During the last decade, annual new commitments of officially supported export credits have increased from approximately $26 billion in 1988 to $105 billion in 1996, making the Export Credit Agencies (ECAs) the single largest public financiers of large scale infrastructure projects in the developing world. In Canada, official development assistance (ODA) continues to decline while both Canadian exports and EDC-supported trade expand.
EDC-financed projects can have enormous human and environmental impacts. In fact, some of the world's worst industrial environmental disasters have involved Canadian firms financed by the EDC. For example, the Ok Tedi mine in Papua New Guinea, the third-largest open-cut copper mine in the world, was supported with $88 million in export credits from EDC. In 1984, a landslide destroyed the dam retaining the mine's toxic tailings, sending 80,000 tons of waste rock containing lead, cadmium, zinc, and copper into the Fly and Ok Tedi Rivers. The mine continued to operate despite its lack of tailings retention facility. Nearly 70 kilometres of the river have became almost biologically dead.
The Canadian-owned Omai mine in Guyana was also financed with the help of EDC. In 1995, a burst tailings dam at the mine released 3.2 billion litres of cyanide and heavy metal-laced effluent into the country's main waterway, decimating Guyana's fishing and tourism industries. Other harmful projects supported by the EDC include the Kumtor mine in Krygyzstan, which experienced a serious cyanide spill in 1998, and China's Three Gorges Dam.
With the enormous amount of capital flowing through EDC comes the potential to ensure that this financing is not socially and environmentally destructive. Currently, there is little to distinguish EDC financing from private financing in this regard. The EDC has no statutory obligations relating to environment and human rights matters. It is not subject to the Access to Information Act or any other significant public disclosure obligations relating to the projects it finances. As a public institution, this lack of even rudimentary accountability obligations is unacceptable.
In contrast, projects financed by the World Bank are subject to a comprehensive environmental assessment procedure which include the disclosure of relevant information, public participation, and consultation with the communities affected as well as NGOs.
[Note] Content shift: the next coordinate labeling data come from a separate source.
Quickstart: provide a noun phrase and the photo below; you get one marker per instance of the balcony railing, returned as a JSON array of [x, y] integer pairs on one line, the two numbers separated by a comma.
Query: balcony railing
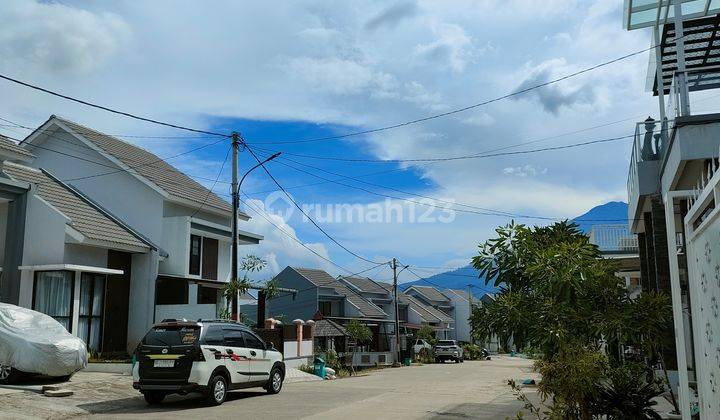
[[649, 144], [615, 238]]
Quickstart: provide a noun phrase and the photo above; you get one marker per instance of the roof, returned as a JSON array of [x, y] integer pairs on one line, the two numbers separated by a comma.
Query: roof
[[150, 167], [84, 217], [7, 145], [329, 328], [645, 13], [426, 312], [321, 278], [430, 293], [366, 285]]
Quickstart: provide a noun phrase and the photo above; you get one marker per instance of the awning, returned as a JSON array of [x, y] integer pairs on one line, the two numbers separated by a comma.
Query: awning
[[70, 267]]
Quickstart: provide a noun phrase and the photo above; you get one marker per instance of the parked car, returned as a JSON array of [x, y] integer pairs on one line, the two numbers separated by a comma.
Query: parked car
[[210, 357], [32, 343], [448, 350], [421, 344]]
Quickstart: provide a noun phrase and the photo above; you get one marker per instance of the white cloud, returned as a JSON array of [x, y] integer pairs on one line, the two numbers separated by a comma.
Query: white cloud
[[58, 38]]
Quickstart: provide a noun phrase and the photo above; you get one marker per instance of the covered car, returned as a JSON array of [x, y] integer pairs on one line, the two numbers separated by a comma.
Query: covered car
[[32, 342]]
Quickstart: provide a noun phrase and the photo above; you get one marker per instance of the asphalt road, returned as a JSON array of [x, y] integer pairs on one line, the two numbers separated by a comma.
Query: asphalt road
[[475, 390]]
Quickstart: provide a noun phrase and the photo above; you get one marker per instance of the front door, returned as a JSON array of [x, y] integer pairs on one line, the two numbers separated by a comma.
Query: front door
[[92, 299], [117, 301]]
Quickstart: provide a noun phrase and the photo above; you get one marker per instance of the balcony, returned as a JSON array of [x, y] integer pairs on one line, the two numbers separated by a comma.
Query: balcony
[[649, 144]]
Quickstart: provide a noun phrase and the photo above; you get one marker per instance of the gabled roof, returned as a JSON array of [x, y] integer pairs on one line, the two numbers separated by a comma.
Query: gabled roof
[[430, 293], [321, 278], [426, 312], [9, 148], [365, 284], [149, 166], [84, 217]]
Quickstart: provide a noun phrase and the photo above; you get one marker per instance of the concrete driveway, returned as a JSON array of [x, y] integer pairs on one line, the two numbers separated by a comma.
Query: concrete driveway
[[469, 390]]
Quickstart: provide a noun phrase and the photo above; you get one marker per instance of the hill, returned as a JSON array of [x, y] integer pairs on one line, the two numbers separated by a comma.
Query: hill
[[608, 213]]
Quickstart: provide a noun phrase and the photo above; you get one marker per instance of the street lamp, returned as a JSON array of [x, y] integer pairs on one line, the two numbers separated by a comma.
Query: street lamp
[[236, 210]]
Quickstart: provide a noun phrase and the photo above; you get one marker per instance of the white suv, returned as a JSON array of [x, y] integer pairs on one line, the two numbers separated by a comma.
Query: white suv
[[211, 357]]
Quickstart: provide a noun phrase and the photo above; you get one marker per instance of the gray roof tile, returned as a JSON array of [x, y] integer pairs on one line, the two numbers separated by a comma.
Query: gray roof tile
[[84, 217], [321, 278], [151, 167], [10, 146]]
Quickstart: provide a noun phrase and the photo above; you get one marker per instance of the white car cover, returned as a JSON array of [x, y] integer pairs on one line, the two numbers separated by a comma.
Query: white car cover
[[33, 342]]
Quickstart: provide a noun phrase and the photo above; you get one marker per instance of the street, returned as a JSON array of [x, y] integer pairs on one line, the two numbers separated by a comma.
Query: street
[[474, 389]]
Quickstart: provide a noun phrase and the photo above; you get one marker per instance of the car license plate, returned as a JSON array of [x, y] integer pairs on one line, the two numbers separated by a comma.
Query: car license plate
[[164, 363]]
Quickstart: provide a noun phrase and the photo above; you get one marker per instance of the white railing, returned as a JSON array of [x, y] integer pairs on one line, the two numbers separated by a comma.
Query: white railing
[[613, 238]]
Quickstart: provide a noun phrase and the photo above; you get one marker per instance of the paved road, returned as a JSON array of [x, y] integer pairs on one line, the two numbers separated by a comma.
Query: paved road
[[470, 390]]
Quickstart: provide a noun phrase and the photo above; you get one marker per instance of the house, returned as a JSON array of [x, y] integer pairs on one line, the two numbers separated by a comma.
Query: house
[[673, 160], [412, 312], [321, 296], [432, 297], [63, 255], [186, 227]]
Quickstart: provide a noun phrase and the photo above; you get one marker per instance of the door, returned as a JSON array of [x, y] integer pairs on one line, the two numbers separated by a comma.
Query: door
[[236, 356], [92, 299], [260, 365], [117, 302]]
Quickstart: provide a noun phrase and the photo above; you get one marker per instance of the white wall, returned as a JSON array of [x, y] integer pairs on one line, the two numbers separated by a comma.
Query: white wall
[[176, 242]]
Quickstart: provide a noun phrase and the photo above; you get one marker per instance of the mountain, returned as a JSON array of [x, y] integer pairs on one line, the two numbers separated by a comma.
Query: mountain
[[614, 212], [455, 279], [609, 213]]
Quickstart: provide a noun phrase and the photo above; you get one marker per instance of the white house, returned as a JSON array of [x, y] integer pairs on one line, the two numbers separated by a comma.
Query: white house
[[186, 227]]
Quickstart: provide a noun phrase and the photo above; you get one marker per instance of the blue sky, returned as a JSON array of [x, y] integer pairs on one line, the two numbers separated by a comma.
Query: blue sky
[[279, 71]]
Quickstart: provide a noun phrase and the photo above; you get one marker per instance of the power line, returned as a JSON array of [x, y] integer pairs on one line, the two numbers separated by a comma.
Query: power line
[[108, 109], [453, 158], [469, 107], [303, 211]]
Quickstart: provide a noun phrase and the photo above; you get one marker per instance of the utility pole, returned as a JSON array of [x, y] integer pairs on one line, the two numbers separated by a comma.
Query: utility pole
[[397, 313], [236, 209]]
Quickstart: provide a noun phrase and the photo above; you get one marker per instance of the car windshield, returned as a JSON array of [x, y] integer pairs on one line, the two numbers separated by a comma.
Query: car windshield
[[171, 336]]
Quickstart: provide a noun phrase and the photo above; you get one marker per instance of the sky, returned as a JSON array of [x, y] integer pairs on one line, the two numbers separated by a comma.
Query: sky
[[278, 72]]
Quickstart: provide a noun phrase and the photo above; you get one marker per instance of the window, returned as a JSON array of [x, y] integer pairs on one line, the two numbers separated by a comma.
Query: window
[[233, 337], [252, 341], [325, 308], [203, 257], [209, 258], [172, 336], [214, 336], [92, 297], [195, 252], [171, 291], [207, 295], [53, 295]]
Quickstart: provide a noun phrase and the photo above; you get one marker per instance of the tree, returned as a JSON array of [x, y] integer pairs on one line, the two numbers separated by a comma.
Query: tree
[[559, 295], [359, 333], [240, 286]]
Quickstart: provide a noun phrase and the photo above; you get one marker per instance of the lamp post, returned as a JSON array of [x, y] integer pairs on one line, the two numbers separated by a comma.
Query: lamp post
[[236, 209]]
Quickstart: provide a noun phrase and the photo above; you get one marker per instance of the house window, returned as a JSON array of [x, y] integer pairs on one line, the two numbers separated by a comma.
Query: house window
[[325, 308], [92, 297], [53, 295], [203, 257], [195, 252], [207, 295], [171, 291]]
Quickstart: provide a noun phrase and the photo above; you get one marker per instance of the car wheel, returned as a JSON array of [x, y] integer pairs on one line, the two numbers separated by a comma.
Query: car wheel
[[218, 390], [8, 375], [154, 397], [275, 384]]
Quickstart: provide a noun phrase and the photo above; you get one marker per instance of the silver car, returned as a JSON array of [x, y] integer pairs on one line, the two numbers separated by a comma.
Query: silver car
[[448, 350]]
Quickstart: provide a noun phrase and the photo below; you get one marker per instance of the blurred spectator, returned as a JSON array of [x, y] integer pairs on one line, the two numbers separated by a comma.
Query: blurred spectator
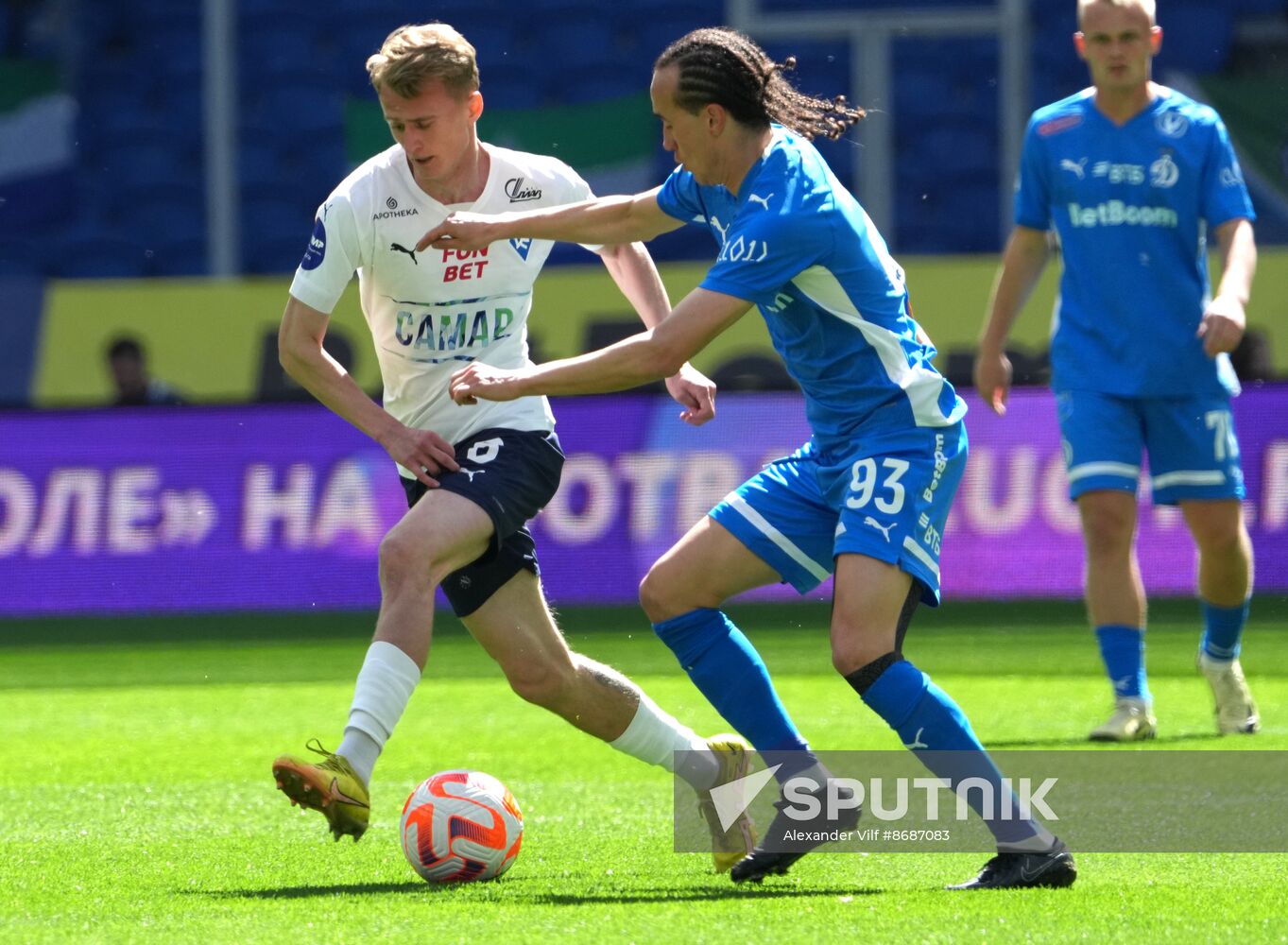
[[134, 387], [1253, 358]]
World Bank rules include: adopting Safeguard Policies; establishing lists of categorical prohibitions for which no assistance will be provided; requiring environmental assessments; following detailed sector specific guidelines for some types of projects; and creating appeal bodies where citizens have a forum to challenge specific projects that may violate the Bank's own policies. In addition, U.S. ECAs Export-Import Bank (Ex-Im) and the Overseas Private Investment Corporation (OPIC) have both adopted binding environmental guidelines based on World Bank standards, and are subject to the U.S. National Environmental Policy Act.
In April 1999, EDC released its new voluntary Environmental Review Framework (ERF). Although the EDC should be commended for developing such a framework, the ERF has been flawed from its inception. Often, the ERF's standards are unclear, and worst of all, they are not enforceable. EDC never circulated a draft ERF to those consulted, and the ERF itself contains only minimal provisions for public participation in environmental reviews.
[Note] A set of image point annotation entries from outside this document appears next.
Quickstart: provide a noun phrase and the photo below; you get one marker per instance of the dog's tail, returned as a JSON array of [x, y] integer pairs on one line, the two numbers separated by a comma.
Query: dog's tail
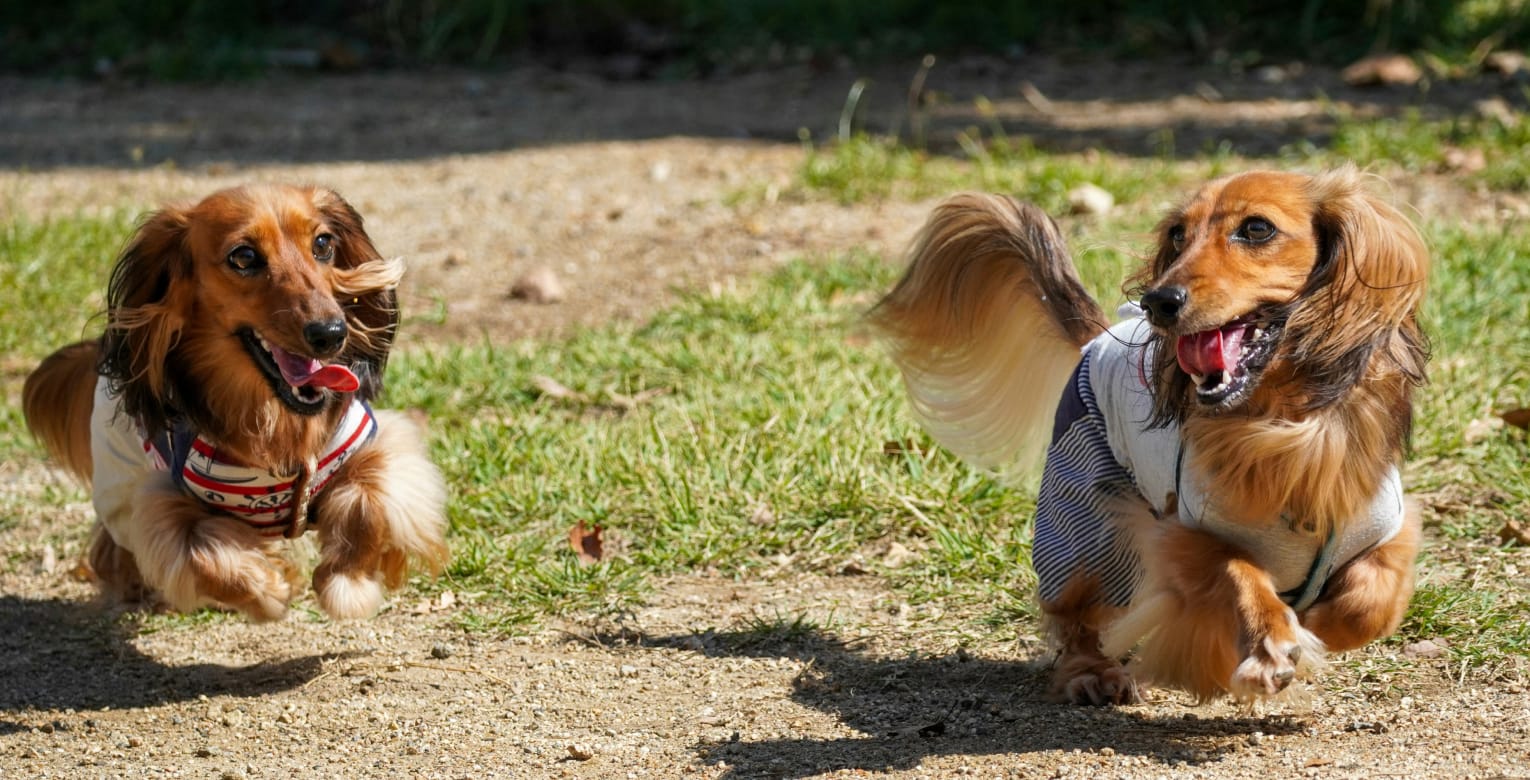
[[986, 326], [57, 399]]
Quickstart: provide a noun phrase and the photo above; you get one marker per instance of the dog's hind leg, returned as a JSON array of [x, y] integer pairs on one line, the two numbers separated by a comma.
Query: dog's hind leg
[[384, 508], [1210, 621], [1365, 600]]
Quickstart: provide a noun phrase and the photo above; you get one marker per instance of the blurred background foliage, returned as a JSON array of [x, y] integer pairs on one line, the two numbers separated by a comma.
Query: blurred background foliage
[[680, 39]]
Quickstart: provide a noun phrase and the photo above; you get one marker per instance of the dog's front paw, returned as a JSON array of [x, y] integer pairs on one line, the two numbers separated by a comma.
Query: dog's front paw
[[1105, 684], [1273, 661], [348, 595], [247, 581]]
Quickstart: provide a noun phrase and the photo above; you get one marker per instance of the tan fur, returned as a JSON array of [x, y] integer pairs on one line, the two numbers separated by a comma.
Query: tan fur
[[984, 352], [172, 354], [58, 396], [986, 328]]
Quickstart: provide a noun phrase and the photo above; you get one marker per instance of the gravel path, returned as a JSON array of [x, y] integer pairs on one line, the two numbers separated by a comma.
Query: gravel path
[[623, 191]]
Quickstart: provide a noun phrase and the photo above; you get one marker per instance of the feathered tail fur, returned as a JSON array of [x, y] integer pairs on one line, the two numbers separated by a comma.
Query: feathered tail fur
[[986, 328], [57, 399]]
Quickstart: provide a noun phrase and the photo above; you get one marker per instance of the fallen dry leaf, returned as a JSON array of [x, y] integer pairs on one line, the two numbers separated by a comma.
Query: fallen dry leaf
[[586, 543], [1513, 533], [1383, 69], [901, 447], [556, 389], [539, 286], [629, 403], [1520, 418]]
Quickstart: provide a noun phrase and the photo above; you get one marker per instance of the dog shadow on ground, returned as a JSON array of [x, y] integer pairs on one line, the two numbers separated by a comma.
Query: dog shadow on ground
[[909, 708], [66, 655]]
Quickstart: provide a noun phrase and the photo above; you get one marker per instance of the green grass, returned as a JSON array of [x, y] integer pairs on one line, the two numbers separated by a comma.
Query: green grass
[[742, 433], [1412, 143], [869, 167], [198, 40]]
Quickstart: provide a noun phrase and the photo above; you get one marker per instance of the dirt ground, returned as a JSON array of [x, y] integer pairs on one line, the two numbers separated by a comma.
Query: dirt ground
[[623, 190]]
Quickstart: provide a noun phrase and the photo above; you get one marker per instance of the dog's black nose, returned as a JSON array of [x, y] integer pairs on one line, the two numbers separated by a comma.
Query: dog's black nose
[[325, 335], [1163, 305]]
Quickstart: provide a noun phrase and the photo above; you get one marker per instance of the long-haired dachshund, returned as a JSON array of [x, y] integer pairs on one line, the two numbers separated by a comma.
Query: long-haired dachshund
[[1221, 485], [227, 407]]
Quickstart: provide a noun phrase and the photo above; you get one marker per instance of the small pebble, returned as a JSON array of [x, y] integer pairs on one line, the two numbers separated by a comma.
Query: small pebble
[[539, 286], [1090, 199]]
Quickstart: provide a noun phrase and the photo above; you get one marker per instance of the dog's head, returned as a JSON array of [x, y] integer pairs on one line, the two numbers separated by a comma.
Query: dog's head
[[259, 295], [1278, 289]]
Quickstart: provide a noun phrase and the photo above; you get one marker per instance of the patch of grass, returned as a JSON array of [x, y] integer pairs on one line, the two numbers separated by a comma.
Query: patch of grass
[[762, 454], [869, 167], [52, 282], [742, 433], [1481, 147]]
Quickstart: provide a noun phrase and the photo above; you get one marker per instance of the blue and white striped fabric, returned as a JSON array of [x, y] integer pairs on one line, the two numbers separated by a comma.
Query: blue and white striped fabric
[[1103, 450], [1080, 479]]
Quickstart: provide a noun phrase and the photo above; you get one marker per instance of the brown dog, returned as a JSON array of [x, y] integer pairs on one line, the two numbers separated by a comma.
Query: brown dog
[[1221, 488], [227, 406]]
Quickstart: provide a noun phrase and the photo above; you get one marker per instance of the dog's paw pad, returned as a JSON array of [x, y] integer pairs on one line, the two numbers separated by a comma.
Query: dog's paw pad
[[1103, 687], [349, 597], [1269, 669]]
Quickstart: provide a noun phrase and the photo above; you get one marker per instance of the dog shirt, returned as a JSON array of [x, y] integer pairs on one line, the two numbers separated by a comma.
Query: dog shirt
[[1103, 451], [253, 494]]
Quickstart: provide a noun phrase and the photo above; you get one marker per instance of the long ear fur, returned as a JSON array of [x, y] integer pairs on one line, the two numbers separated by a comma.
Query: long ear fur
[[1359, 309], [146, 315], [366, 286], [986, 326]]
Under the ERF, the impact of environmental risk on a project is considered, rather than the impact of the project on the environment. This runs contrary to one of the cornerstones of sustainable development, namely that environmental considerations should be incorporated into economic decisions. This concept has been embraced by the federal government in many of its policies, such as the requirement for each government department to prepare a Sustainable Development Strategy.
Primarily to avoid competitive disadvantages from unilateral actions by individual countries, the largest exporting countries have agreed to work towards common environmental standards for ECAs. The World Bank's protective standards are the logical choice for international standards. Many ECA clients already adhere to World Bank standards as terms of financing from World Bank agencies, and U.S. ECAs Ex-Im and OPIC. However, Canada and other countries have been pushing for weaker and less binding standards.
An effective and binding environmental screening procedure is needed for the EDC project financing process. To be effective, these procedures must include meaningful consultation with external stakeholders and adequate access to information. Standards must also be comprehensive and enforceable. Using World Bank standards as a minimum standard would help ensure that environmental and sustainable development goals are met by projects receiving EDC support. Environmental and social standards for EDC-financed projects should be mandated in the Export Development Act rather through than a voluntary, non-enforceable framework.